When you are feeling bad at work, visualize your goals. Repeat to yourself
often, perhaps in a mirror: "this is just a stepping stone and I'm moving
forward to my dream life." Or something along the lines better fitting your
situation.

Keep completely to yourself either Saturday or Sunday, zero work. Have a good
time.

Now the hardcore tricks. In just 2 weeks you can clean up from the typical
western sugar addiction. Hang in there with your cravings. Only when you are
completely in control, you can have a little bit of _sugar as last-resource
remedy_ to help you get by when you reach very low points of the week. Drink
lots of water with it to even out the effects from 15m to 45m. Don't eat or
drink anything else. Sugar is a strong stimulant and an occasional shot can
help keep discipline, but it works only if you don't have resistance to it.
(There are several studies on this subject.)

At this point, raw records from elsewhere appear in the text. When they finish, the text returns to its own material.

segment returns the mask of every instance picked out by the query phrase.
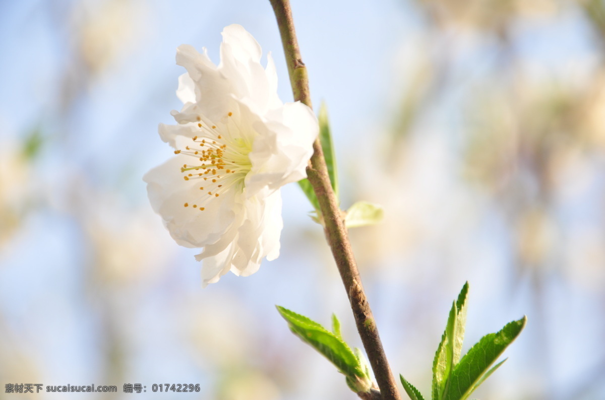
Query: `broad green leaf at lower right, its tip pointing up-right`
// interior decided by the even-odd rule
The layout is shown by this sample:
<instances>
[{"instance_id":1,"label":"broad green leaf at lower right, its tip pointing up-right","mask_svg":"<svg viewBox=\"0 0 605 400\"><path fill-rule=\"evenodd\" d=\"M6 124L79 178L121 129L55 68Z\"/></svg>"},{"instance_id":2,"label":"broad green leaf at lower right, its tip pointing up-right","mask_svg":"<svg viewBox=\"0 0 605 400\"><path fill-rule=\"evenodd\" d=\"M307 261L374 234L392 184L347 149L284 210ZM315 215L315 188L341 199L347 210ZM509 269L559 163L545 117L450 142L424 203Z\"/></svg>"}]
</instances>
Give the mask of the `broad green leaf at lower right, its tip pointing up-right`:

Another trick is to schedule properly the work that wears you out. Put it all
together and finish it as soon as possible, then resume your normal schedule.

And the best trick is to go to bed early on Sunday night, perhaps get your
doctor to prescribe your some light sleep inducing pills. Some people swear by
herbal remedies, too. When you start the week with the right foot it tends to
have a good inertia.

And the top trick, _write a log_! Even if you write a single line it will help
you keep focus and will help you become aware of progress. Write it even on
bad days, highlight what went wrong. It takes just a minute.

Even though this is a hard life, if you manage to do it right it will be among
the best times of your life. Things will change sooner than you expect.

------
mikecane
This will either inspire you or further depress you:

Things Other People Accomplished When They Were Your Age
<http://www.museumofconceptualart.com/accomplished/>

Thirty is not old. Keep working. It doesn't matter if someone else swoops in
and "steals" it. You'll have other and better ideas.

------
seldo
I was in a similar situation, except I had an American co-founder to create
the company and do the paperwork to transfer my H-1B. It took much, much
longer than we hoped, but you can get there in the end.

So that would be my advice -- don't wait for the H-1B; find an American co-
founder who can bring you on-board.

------
msort
Focus on improving your engineering skills; Switch to a much more interesting
day job; Make your life more interesting; Developing your product in moonlight
(Reference: read book Ignore Everyone).

Or just choose to give up the green card for something which matters more to
you.

------
csmeder
Check out [http://www.amazon.com/Copy-This-Hyperactive-Dyslexic-
Compani...](http://www.amazon.com/Copy-This-Hyperactive-Dyslexic-
Companies/dp/0761137777) and don't be afraid to ask for help. You don't have
to be a one man shop.

------
ig1
A number of YC companies were founded by non-americans who ended up staying in
the US, it might be worth approaching them to see how they did it. Possibly
some hack involving an H1B for the company or maybe even an E2 for a VC
financed company.

------
johngalt
"I learned the lesson that working with a useless co-founder is worse than
going it alone."

Find one that's not useless. All the problems you've mentioned can be solved
by having another set of hands around to help.